I Slept on the Floor
“This started out as a short piece of music we wrote for an interlude during a show, yet somehow it’s ended up as the title track of our album. This song originally had a second verse that got cut because it didn’t feel right, which is a shame because there’s a particular lyric that encapsulates the meaning of the whole album: ‘In the ground lies the most honest view/Death in the roots of a world built for you.’ When the event that the song is about happened, it was a very low point in my life, so being able to look at it years later, retrospectively, I can see it was a turning point. Once these horrible things happen, we’re gifted a lot more empathy. It’s changing moments of shame into moments of power.”

Life Was Coming In Through the Blinds
“The songs on this album seem to come in pairs—and this one is, lyrically, paired with ‘The Cracks’ given their focus on light getting through small spaces. This is about the part of my anxiety that manifests itself as agoraphobia, which means I sometimes don’t leave the house. The title of the song is actually based on something Jack, our guitarist and a very warm soul, said to me. It’s both a negative and positive feeling to think that everyone’s lives are moving forward without me. The positive side is that all these things can happen and yet life continues. It’s grappling with the good and bad sides.”

“‘Tree’ was written around the same time as ‘How Long?’, when we were leaving university. This is me wailing into a microphone saying, ‘I’m not going to shut up,’ which is something the rest of the band matched so brilliantly with the music. I think the dynamics in this song are so important—saving everything until that last part. There’s a point in the song that Jack plays one note repetitively, which is evidence of the fact we were playing around with the dynamics throughout.”

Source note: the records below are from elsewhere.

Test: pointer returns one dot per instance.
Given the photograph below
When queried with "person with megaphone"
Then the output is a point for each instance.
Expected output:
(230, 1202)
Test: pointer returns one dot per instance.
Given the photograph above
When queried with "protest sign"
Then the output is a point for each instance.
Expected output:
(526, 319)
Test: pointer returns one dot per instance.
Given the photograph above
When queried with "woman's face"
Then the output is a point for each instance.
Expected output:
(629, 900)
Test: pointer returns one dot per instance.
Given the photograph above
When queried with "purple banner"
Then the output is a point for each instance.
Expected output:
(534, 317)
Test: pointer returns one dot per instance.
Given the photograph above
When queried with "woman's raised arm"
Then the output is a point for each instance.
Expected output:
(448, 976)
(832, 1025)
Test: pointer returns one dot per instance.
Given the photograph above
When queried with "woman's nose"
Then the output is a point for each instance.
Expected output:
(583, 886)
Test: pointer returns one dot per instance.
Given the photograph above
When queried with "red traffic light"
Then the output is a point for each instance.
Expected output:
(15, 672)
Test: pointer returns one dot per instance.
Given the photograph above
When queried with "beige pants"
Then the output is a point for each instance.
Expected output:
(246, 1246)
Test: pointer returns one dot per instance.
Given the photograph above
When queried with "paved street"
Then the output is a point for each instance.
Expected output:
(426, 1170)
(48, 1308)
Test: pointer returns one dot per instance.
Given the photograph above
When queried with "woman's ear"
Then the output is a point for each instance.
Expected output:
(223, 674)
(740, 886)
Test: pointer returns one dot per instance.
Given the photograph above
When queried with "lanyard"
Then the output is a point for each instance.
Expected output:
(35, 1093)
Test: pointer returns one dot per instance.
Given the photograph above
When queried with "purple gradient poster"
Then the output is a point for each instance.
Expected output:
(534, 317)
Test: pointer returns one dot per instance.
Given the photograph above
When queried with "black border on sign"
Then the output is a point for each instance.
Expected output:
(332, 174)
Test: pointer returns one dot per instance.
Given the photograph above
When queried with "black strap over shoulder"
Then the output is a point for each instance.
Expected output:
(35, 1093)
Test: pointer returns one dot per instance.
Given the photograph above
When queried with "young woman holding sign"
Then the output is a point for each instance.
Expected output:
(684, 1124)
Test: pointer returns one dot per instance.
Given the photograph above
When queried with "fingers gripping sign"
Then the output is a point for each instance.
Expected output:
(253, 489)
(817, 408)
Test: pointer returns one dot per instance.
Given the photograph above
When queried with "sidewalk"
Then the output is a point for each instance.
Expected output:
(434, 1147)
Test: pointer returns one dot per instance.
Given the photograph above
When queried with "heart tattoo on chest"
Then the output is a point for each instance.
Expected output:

“This was written about victim blaming—whether that’s after 10 years of austerity and blaming people for not being able to pull themselves up by their bootstraps, or victims of sexual assault. This song was a result of me playing with an acoustic guitar trying to be Tracy Chapman, because I love her so much. It was inspired by a video I saw on Reddit of a nurse being arrested for refusing to let the police take blood from someone who was unconscious, which is against the law. It’s me starting to understand the system of police violence. It’s a very political song.”

Let Us Be Broken
“This song refers directly back to ‘The Cracks.’ I think that allowing people to be ‘cracked’ is the most empowering thing possible. In previous generations, we’ve operated with this facade of perfection and striving for perfection. This is me begging for us to be allowed to talk about financial struggle and mental health issues as otherwise there’s stigma around them. It’s me asking for change.”

All Ends
“This was written when I was feeling very low and is about coming to terms with everything being bigger than you. You are at the mercy of your gender, and where you live, but I’m saying there’s got to be more. My dad was a scientist, so I grew up with concerns about climate change. It’s weird being at school or university and realizing it’s a topic that’s not as at the forefront of other people’s minds as it is yours.”

Only Rain
“I think it’s about self-healing and making you able to confront what hurts so much, as lyrically I’m talking about growing up with a mind that’s obsessed with thinking about doom and how it’s affected me. We’d just finished recording some other stuff and we had some time left in the studio, so we decided to write a song. That meant I had to come up with lyrics quickly. Someone mentioned that their dad who was in India had experienced a cloudburst, which is like a flash flood that people shouldn’t be out in. I found the idea of it so fascinating that it made its way into the song.”